O comércio varejista no Brasil é extremamente concorrido – disso, ninguém duvida. Uma simples caminhada na rua de qualquer grande centro é suficiente para que nos deparemos com dezenas, centenas de empresas comercializando produtos similares e brigando para oferecerem aos seus clientes as melhores condições possíveis. Em meio a essa grande “guerra” motivada pela concorrência, o ponto comum de todos esses estabelecimentos é o temor das instâncias administrativas e do Poder Judiciário.

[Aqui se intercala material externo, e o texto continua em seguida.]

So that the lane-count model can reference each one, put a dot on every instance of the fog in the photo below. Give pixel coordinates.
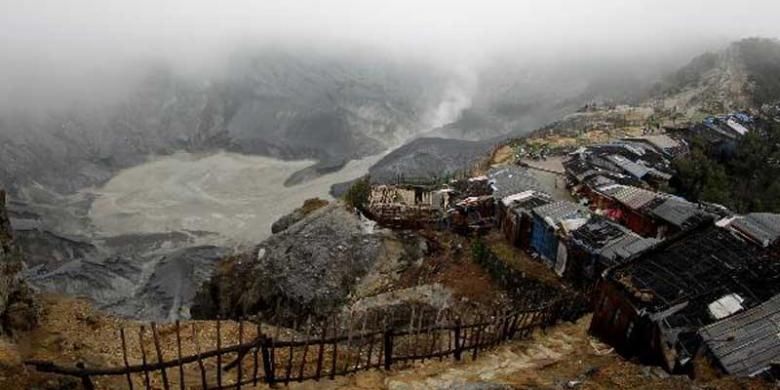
(54, 50)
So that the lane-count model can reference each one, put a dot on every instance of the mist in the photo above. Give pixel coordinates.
(91, 50)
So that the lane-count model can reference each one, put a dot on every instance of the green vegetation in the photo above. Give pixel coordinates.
(358, 194)
(749, 181)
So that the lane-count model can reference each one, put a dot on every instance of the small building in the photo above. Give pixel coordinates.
(473, 214)
(748, 343)
(550, 220)
(628, 208)
(407, 206)
(675, 215)
(762, 228)
(515, 217)
(664, 144)
(600, 244)
(653, 306)
(510, 180)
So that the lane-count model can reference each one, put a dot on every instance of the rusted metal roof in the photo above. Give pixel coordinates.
(634, 197)
(747, 343)
(763, 228)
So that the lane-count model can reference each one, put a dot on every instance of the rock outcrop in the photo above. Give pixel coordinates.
(17, 307)
(309, 206)
(311, 267)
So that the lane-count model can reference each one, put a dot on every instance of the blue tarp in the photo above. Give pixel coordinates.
(544, 240)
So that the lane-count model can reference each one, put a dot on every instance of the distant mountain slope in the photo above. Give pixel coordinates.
(745, 74)
(272, 104)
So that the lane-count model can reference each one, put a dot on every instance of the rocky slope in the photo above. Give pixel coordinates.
(744, 75)
(18, 310)
(311, 267)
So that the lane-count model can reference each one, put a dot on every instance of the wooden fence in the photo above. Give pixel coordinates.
(327, 350)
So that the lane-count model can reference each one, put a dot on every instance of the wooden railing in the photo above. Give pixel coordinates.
(328, 350)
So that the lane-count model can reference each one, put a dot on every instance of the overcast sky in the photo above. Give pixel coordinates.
(56, 40)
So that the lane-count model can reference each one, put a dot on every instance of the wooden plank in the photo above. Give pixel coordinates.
(124, 358)
(350, 325)
(219, 353)
(335, 354)
(411, 330)
(478, 333)
(255, 368)
(143, 357)
(288, 367)
(86, 381)
(321, 349)
(160, 359)
(456, 338)
(305, 348)
(360, 344)
(182, 384)
(240, 355)
(203, 382)
(270, 376)
(371, 341)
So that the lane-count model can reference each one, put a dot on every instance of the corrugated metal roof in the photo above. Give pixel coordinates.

Por aqui, como se sabe, a legislação consumerista (Lei n. 8.078/90, o Código de Defesa do Consumidor) protege, em alguns pontos, o consumidor de maneira excessiva, além de estar, a esta altura, absolutamente ultrapassada, engolida pela mudança no caráter das vendas, hoje digitalizada e, por isso, muito mais impessoal. Como resultado, em muitos casos o comerciante, assustado com todas as providências que deve tomar para proteger seu negócio, opta por simplesmente “deixar” as ações e reclamações chegarem, inserindo os valores a serem destinados a eventuais condenações no preço do produto vendido. Quem perde com isso? Todos! O consumidor acaba pagando mais caro pelo produto adquirido, enquanto o próprio comerciante acaba sendo “engolido” pela chuva de ações judiciais movidas contra si e que poderiam perfeitamente ter sido evitadas.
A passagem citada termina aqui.